Storia del sabir: la lingua franca dei marinai
Per oltre 400 anni nelle navi e nei porti del Mediterraneo si parlava uno straordinario idioma nato da una mescolanza di genovese, veneziano, turco, catalano e occitano
Storia del sabir: la lingua franca dei marinai
Per oltre 400 anni nelle navi e nei porti del Mediterraneo si parlava uno straordinario idioma nato da una mescolanza di genovese, veneziano, turco, catalano e occitano
“Se ti sabir ti respondir, se non sabir tazir, tazir”. Così, nell’opera teatrale Il Borghese Gentiluomo di Molière, il finto giureconsulto turco apostrofa il ricco ed ingenuo Monsieur Jourdain, ansioso di ottenere un titolo nobiliare per la sua casata. “Se sai il sabir rispondi, altrimenti taci e taci”: il grande commediografo francese usa la lingua sabir per canzonare il protagonista della sua opera teatrale. Non era una novità, per il teatro comico, l’uso scherzoso di questo idioma. Anche Carlo Goldoni nelle sue opere “L’impresario delle Smirne” e “La famiglia dell’antiquario” fa parlare in sabir alcuni suoi personaggi per sottolineare la loro provenienza marinara.
La lingua del mare
Il sabir infatti è una lingua che viene dal mare. Una lingua che, pur con varianti locali, era parlata da tutti i marinai e in tutti i porti del Mediterraneo. E non soltanto. Il sabir era anche la lingua degli schiavi e dei galeotti ai remi. Era la lingua dei pirati, dei diplomatici e dei viaggiatori che si recavano oltremare. Una lingua indispensabile per i commerci e la navigazione. Basti pensare che il primo portolano completo del Mediterraneo, il “Compasso da Navegare”, pubblicato nel 1296, era scritto proprio in questo idioma.
Nascita e morte del sabir
Il sabir si diffuse in tutto il bacino Mediterraneo attorno al XVI secolo, grazie all’uso che ne fecero le Repubbliche corsare di Tunisi, Algeri e Tripoli che avevano necessità di comunicare con i mercanti delle Repubbliche marinare e degli altri porti europei. Era una lingua semplice, nata da e per i marinai, con un uso limitatissimo di tempi verbali, una morfologia agevole e un ordine delle parole libero. Il lessico pescava per lo più da dialetti italiani come il genovese, il veneziano e, in misura minore, il siciliano, mescolandoli a lingue come il catalano, il greco, l’occitano e naturalmente il turco. Ancora oggi chi parla il veneziano non ha nessuna difficoltà a comprendere il sabir.

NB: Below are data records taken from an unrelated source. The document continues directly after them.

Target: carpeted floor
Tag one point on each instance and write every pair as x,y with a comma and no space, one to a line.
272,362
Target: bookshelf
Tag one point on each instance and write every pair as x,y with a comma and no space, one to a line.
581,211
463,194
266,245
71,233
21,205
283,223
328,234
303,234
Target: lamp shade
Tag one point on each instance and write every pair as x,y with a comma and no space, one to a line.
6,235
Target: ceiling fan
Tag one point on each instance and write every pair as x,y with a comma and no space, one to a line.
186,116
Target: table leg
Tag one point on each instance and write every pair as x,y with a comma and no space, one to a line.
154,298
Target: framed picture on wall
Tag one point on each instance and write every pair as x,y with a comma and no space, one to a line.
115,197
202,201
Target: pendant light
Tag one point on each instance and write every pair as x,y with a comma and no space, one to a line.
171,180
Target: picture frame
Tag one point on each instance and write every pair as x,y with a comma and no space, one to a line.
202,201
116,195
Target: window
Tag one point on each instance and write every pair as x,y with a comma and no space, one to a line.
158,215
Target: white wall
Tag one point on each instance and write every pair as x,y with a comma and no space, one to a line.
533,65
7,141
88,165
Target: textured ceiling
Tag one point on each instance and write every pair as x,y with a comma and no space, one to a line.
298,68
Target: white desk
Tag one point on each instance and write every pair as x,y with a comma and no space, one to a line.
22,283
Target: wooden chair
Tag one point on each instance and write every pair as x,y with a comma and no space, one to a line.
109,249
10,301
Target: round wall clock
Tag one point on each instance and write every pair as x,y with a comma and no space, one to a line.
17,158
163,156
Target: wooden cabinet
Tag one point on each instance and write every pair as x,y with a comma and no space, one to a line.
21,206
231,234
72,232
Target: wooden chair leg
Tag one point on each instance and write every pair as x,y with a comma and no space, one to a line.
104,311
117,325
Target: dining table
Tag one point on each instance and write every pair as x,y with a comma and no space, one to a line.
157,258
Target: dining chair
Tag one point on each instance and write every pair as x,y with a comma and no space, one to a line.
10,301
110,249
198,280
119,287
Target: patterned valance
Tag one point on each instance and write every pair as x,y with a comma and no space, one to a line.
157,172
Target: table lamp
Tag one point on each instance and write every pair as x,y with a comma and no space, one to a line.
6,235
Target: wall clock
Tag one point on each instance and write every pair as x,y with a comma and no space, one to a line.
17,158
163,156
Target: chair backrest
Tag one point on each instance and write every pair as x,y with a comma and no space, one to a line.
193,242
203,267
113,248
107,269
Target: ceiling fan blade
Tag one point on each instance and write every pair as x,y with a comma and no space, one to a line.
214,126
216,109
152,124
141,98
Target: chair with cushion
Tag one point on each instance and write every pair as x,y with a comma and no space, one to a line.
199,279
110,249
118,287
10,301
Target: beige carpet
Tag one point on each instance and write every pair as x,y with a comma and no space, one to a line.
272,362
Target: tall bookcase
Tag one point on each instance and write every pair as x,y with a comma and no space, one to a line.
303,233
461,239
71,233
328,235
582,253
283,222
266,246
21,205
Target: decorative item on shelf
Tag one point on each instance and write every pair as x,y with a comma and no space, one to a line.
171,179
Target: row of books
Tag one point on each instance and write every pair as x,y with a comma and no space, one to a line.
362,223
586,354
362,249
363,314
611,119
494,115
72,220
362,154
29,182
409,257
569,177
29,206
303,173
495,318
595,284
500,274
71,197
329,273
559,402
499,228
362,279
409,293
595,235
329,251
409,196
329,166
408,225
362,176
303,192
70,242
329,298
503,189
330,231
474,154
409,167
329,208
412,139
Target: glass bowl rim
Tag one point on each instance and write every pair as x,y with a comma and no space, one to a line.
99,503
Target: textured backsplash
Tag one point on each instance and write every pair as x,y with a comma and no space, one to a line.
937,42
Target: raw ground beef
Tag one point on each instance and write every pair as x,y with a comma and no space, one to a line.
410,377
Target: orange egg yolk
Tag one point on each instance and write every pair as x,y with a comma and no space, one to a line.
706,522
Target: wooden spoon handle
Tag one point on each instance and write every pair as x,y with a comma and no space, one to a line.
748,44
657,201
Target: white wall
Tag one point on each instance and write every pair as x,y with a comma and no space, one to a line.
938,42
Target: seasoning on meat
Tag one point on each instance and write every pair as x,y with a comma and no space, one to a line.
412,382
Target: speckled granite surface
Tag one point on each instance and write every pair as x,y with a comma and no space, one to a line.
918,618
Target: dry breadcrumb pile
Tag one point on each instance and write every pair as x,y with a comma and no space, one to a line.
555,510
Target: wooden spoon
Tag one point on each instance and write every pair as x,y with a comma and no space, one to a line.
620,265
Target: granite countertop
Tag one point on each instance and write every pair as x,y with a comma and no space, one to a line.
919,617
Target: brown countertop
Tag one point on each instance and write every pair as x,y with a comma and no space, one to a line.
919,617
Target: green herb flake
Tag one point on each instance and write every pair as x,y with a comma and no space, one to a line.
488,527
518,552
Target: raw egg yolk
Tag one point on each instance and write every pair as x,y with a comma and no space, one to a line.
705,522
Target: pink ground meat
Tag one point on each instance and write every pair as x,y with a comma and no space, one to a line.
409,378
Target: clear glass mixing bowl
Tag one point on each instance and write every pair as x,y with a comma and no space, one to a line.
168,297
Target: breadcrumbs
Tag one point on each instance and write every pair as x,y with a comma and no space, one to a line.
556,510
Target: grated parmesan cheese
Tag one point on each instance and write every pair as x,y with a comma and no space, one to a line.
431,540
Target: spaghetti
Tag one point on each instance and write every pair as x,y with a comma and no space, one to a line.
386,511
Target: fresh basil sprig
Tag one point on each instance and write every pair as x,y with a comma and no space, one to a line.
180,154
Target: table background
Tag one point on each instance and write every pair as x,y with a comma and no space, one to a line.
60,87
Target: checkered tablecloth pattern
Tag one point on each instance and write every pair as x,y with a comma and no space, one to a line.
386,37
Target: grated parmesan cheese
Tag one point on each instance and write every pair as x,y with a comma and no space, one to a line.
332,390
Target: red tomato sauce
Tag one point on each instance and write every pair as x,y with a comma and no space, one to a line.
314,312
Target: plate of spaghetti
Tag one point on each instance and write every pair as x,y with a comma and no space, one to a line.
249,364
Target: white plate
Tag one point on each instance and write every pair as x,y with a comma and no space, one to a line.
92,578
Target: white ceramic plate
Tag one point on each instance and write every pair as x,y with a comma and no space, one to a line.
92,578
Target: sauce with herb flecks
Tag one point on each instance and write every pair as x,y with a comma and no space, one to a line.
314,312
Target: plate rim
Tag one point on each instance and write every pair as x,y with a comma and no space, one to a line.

Il sabir declinò velocemente dopo il 1830, con la conquista francese dell’Algeria e l’espandersi di questa potenza coloniale che impose come lingua franca, quella francese. Lingua tutt’oggi in uso sull’altra sponda del Mediterraneo non senza particolari varianti locali che molti linguisti considerano vere e proprie continuazioni del sabir che, in questo modo, più che scomparire, si è francesizzato. Ma per almeno 400 anni il sabir fu la lingua più parlata nel Mediterraneo e rimane tuttora l’idioma pidgin, cioè una lingua semplificata nata dalla mescolanza di più culture, più longevo di cui abbiamo conoscenza.